調査グループ「ベリングキャット」、マレーシア航空機MH17撃墜の関与者を独自発表
同日、ベリングキャットが、国際共同捜査チーム(JIT)の発表に先立ち、ウェブサイト上で発表した。
ベリングキャットが容疑者として発表したのは、以下の12名。
・イーゴリ・ギルキン(通称:ストレルコフ)。2014年、「DPR国防相」を自称していた人物で、調査情報によれば、元ロシア連邦保安庁の大佐。ギルキンは、傍受された2014年7月18日のセルゲイ・ドゥビンスキー氏との会話が公開されている。その会話は、地対空ミサイル・システム「ブーク」を武装集団が支配するウクライナ領からロシア領へ戻す内容となっている。MH17撃墜に関係する武装集団の大半がギルキン氏の部下であったことから、ギルキン氏も「ブーク」のロシアからの供給について完全に把握していた可能性が大きい。
・セルゲイ・ドゥビンスキー(通称:フムリー)。2014年、「DPR情報総局長官」を名乗っていた人物。ドゥビンスキー氏をはじめとするグループが、7月17、18日に「ブーク」の武装集団支配地域からの移動をコーディネートした他、ブークがしようされたスニージュネ南方にて同ミサイル発射の際の安全確保を行なっていた。
・オレグ・プラートフ。ロシア連邦軍元大佐。通称「ギュルザ」として知られていた人物であり、傍受された会話に名前が出てくる。プラートフ氏は、おそらく、スニージュネ南方での「ブーク」発射時の警備に関与している。
・レオニード・ハルチェンコ(通称:クロート)、「DPR情報総局第2課」の「クロート諜報大隊」の指揮をとっていた人物。ベリングキャットは、ハルチェンコ氏はスニージュネ南部の「ブーク」発射地点の警備に関与していたと指摘している。また、同人物が「ブーク」のドネツィク市から発射地点までの移動と、事件後に「ブーク」を発射地点からロシアに「避難」させる調整を行なった可能性がある。
・エドゥアルド・ギラゾフ(ハルチェンコの部下、通称:リャザン)。マレーシア航空機撃墜後、「ブーク」の乗員をスニージュネにいたハルチェンコ指揮官の元へ連れて行った人物。「ブーク」発射地点の警備を行なっていた可能性もある。
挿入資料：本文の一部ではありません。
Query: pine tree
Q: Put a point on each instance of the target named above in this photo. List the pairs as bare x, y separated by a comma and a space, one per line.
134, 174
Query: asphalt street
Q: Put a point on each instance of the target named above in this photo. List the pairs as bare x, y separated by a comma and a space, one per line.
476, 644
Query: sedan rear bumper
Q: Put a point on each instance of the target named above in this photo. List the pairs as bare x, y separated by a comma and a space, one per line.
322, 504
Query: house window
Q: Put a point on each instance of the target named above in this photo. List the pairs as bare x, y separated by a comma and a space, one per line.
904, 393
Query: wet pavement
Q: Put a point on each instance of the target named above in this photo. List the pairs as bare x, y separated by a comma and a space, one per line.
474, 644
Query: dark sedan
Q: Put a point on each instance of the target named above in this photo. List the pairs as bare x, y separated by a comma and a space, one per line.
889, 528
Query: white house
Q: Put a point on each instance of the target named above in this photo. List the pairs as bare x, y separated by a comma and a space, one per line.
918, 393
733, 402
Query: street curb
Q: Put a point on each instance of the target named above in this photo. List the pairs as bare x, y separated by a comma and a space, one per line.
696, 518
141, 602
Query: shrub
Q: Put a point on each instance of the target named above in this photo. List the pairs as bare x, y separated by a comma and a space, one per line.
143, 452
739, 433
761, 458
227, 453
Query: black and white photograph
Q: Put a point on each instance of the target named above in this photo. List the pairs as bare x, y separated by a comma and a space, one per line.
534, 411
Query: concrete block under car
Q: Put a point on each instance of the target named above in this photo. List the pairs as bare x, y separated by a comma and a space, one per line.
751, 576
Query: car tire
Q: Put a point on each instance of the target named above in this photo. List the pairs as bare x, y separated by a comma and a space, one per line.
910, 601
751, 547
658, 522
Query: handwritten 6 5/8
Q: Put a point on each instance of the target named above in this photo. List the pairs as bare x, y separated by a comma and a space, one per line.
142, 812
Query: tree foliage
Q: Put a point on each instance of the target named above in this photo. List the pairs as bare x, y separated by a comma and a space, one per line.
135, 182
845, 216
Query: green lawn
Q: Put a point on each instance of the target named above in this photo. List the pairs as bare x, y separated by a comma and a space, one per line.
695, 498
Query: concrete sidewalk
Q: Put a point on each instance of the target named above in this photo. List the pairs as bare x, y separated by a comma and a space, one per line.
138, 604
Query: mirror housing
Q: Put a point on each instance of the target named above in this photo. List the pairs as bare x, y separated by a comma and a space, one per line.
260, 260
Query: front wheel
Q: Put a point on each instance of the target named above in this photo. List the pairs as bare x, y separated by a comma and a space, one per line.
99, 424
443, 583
・オレグ・シャルポフ、諜報中隊指揮官。同人物は、2014年7月17日13時09分のハルチェンコ(「クロート」との電話による会話が通信傍受されている。この会話にて、シャルポフ氏は、ハルチェンコ氏にMH17を撃墜した「ブーク」のある地点、スニージュネ南部にはどのように行けば良いか尋ねている。この会話は、MH17撃墜の2時間以上前のものであり、シャルポフ氏がミサイル発射に関与していた可能性は大きい。
この他、イーゴリ・ベズレル(通称:ベス)、セルゲイ・ポヴァリャエフ(通称:ボツマン)、ヴァレリー・ステリマフ(通称:ナエムニク、ナイマネツ、バーチャ)、イーゴル・ウクライネツ(通称:ミネル)、アレクサンドル・ホダコフスキー(通称:スキフ)、アレクサンドル・セメノフ(通称:サン、サニチ)の名前が掲載されている。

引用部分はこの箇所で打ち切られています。